I’ve always felt that our musical productions are in dialogue with the world around them. A key part of programming is trying to figure out what musical has the most to say in the moment that we live in right now. Unfortunately, our world has no shortage of enormous challenges that can be unpacked through theatre. Climate change, inequity, the rise of hatred, the divisiveness in our political landscape – the list feels endless.

Recently, there have been moments in the news cycle where happy endings have felt hopeless to me. And that is perhaps why bringing CAROLINE, OR CHANGE to Toronto felt more important now than it did in 2012 when we produced the Canadian premiere. Beyond Jeanine Tesori’s remarkable score and the theatrically riveting way that Tony Kushner brings his cast of characters to life,  CAROLINE, OR CHANGE  makes a profound statement about how change inevitably comes, even when it feels impossible to imagine it.

Caroline is a 39-year old single mother of four, working for $30 a week at the Gellman household. Day-in, day-out her routine is the same – a bus to work, laundry, cooking, cleaning, and a bus ride home. She has long suppressed feelings of ‘want’ and ‘need’ in exchange for getting by and not causing trouble. But this preference for the status quo is rocked when a seemingly inconsequential event occurs: Caroline’s employer instructs her to keep any pocket change that she finds while doing the laundry as a way to teach Noah – the 9 year old child of the Gellmans – a lesson about minding his money. With the Civil Rights Movement unfolding around her, years of suppressed feelings of inequity and anger bubble up to the surface from the opportunities that extra pennies and nickels provide.

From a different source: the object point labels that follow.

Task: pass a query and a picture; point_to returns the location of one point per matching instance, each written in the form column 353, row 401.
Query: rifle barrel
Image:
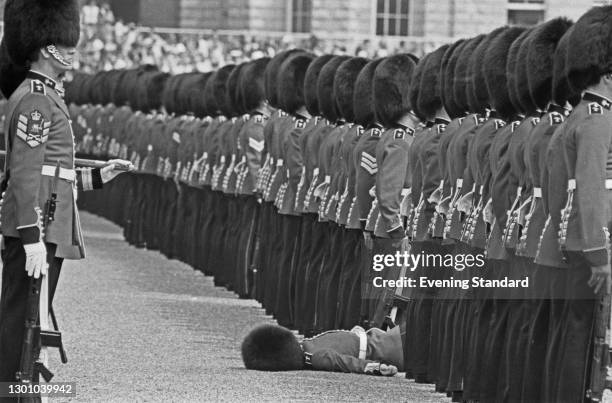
column 82, row 162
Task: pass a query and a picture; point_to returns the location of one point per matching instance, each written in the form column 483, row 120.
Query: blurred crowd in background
column 108, row 43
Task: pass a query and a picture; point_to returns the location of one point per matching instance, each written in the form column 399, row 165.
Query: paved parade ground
column 140, row 327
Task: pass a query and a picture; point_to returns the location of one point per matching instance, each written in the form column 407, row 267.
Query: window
column 525, row 17
column 301, row 15
column 392, row 17
column 526, row 12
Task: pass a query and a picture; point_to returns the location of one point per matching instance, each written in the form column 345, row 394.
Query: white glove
column 36, row 259
column 114, row 168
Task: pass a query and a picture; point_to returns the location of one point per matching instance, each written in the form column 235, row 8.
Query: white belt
column 571, row 184
column 363, row 341
column 64, row 173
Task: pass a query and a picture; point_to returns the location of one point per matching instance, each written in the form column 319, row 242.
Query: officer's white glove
column 374, row 368
column 114, row 168
column 36, row 259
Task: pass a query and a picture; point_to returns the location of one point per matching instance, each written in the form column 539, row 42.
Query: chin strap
column 57, row 55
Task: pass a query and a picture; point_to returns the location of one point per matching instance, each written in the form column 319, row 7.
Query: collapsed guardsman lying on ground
column 372, row 352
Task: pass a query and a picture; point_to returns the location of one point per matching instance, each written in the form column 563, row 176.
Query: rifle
column 600, row 358
column 87, row 163
column 30, row 363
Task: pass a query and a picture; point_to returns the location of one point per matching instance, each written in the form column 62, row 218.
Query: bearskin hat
column 478, row 95
column 325, row 88
column 392, row 81
column 272, row 348
column 512, row 72
column 232, row 86
column 30, row 25
column 562, row 88
column 344, row 86
column 589, row 54
column 495, row 60
column 252, row 84
column 540, row 59
column 447, row 77
column 415, row 87
column 430, row 97
column 271, row 75
column 363, row 101
column 462, row 88
column 522, row 79
column 196, row 94
column 155, row 83
column 310, row 83
column 11, row 74
column 216, row 93
column 291, row 81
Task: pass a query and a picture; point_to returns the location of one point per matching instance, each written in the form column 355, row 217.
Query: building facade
column 338, row 18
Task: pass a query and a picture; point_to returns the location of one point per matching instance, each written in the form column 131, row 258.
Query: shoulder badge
column 555, row 118
column 37, row 87
column 499, row 124
column 595, row 109
column 33, row 128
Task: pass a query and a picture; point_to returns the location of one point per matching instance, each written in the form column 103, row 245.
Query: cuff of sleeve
column 29, row 234
column 598, row 257
column 96, row 178
column 397, row 232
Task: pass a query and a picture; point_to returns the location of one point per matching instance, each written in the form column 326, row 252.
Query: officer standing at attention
column 38, row 134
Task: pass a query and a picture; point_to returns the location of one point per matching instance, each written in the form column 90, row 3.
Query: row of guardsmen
column 283, row 177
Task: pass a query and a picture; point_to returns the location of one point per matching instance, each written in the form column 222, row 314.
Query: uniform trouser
column 349, row 290
column 319, row 240
column 289, row 239
column 517, row 335
column 450, row 342
column 480, row 316
column 492, row 368
column 15, row 286
column 328, row 279
column 301, row 269
column 554, row 340
column 575, row 353
column 245, row 244
column 539, row 324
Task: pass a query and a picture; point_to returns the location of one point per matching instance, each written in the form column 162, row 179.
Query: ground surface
column 140, row 327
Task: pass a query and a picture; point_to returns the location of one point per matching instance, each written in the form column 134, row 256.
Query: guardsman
column 348, row 299
column 586, row 219
column 39, row 136
column 228, row 177
column 291, row 100
column 270, row 180
column 502, row 53
column 476, row 178
column 341, row 246
column 330, row 256
column 391, row 84
column 540, row 59
column 217, row 156
column 372, row 352
column 251, row 143
column 313, row 237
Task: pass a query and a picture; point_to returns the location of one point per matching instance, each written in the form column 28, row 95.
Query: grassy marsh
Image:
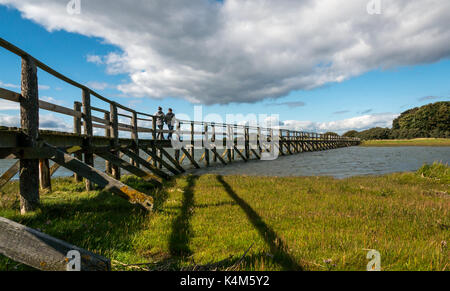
column 298, row 223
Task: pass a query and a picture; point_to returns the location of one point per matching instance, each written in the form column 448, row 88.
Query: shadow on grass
column 181, row 227
column 276, row 245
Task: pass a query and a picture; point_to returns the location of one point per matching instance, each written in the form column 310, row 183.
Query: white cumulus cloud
column 340, row 126
column 244, row 50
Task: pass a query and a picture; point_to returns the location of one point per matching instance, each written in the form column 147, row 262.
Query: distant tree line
column 432, row 120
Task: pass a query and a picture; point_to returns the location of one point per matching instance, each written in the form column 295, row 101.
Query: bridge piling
column 29, row 113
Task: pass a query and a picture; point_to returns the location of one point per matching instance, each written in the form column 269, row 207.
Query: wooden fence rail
column 34, row 148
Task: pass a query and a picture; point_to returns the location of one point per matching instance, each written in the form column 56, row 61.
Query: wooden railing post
column 108, row 168
column 44, row 175
column 88, row 131
column 192, row 141
column 154, row 137
column 228, row 143
column 177, row 151
column 233, row 136
column 213, row 139
column 77, row 129
column 135, row 138
column 115, row 137
column 259, row 141
column 247, row 143
column 29, row 114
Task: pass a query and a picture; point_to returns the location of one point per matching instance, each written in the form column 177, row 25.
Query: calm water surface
column 339, row 163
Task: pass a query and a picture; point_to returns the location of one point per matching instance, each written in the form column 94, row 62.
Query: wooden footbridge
column 144, row 154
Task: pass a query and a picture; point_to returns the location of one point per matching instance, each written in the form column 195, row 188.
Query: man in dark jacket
column 170, row 121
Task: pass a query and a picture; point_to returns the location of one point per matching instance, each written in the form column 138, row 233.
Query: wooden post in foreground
column 77, row 129
column 115, row 136
column 88, row 131
column 206, row 140
column 154, row 137
column 135, row 138
column 44, row 175
column 38, row 250
column 213, row 139
column 177, row 152
column 191, row 152
column 108, row 168
column 29, row 114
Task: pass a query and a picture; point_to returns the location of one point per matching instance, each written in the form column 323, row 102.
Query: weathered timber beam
column 216, row 154
column 149, row 166
column 41, row 251
column 172, row 160
column 9, row 174
column 240, row 153
column 118, row 162
column 158, row 159
column 256, row 154
column 101, row 179
column 190, row 158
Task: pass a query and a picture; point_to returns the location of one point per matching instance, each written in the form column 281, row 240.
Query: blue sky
column 377, row 91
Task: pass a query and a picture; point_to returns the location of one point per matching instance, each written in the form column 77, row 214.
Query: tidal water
column 339, row 163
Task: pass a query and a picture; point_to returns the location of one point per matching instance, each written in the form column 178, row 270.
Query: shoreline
column 292, row 222
column 419, row 142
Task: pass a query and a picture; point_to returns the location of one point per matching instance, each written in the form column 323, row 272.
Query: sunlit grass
column 308, row 223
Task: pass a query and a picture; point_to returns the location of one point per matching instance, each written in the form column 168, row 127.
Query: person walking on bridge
column 170, row 121
column 160, row 122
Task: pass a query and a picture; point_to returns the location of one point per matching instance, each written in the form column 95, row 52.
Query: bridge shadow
column 181, row 227
column 277, row 247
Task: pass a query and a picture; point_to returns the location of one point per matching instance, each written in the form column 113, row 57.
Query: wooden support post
column 213, row 139
column 177, row 151
column 135, row 138
column 88, row 131
column 228, row 144
column 188, row 155
column 233, row 142
column 280, row 143
column 174, row 161
column 29, row 114
column 44, row 175
column 217, row 156
column 191, row 151
column 247, row 142
column 288, row 144
column 154, row 137
column 272, row 147
column 9, row 174
column 108, row 168
column 115, row 137
column 206, row 140
column 160, row 160
column 240, row 153
column 100, row 178
column 38, row 250
column 259, row 142
column 77, row 129
column 116, row 161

Tony Kushner and Jeanine Tesori’s masterpiece contains one of the most deeply moving and hopeful messages as it reaches its denouement: That sometimes one generation’s dreams are fully realized by the generation that follows; that sometimes we find compassion in the unlikeliest of places; and – as Tony Kushner eloquently states in the work: “Change come fast and change come slow. But change comes.” 

CAROLINE, OR CHANGE  held the messages that I so badly needed to hear when I reread it just over a year ago. With tears in my eyes, revisiting it cracked open my heart and healed my spirit. My hope is that it can do the same for Toronto this winter.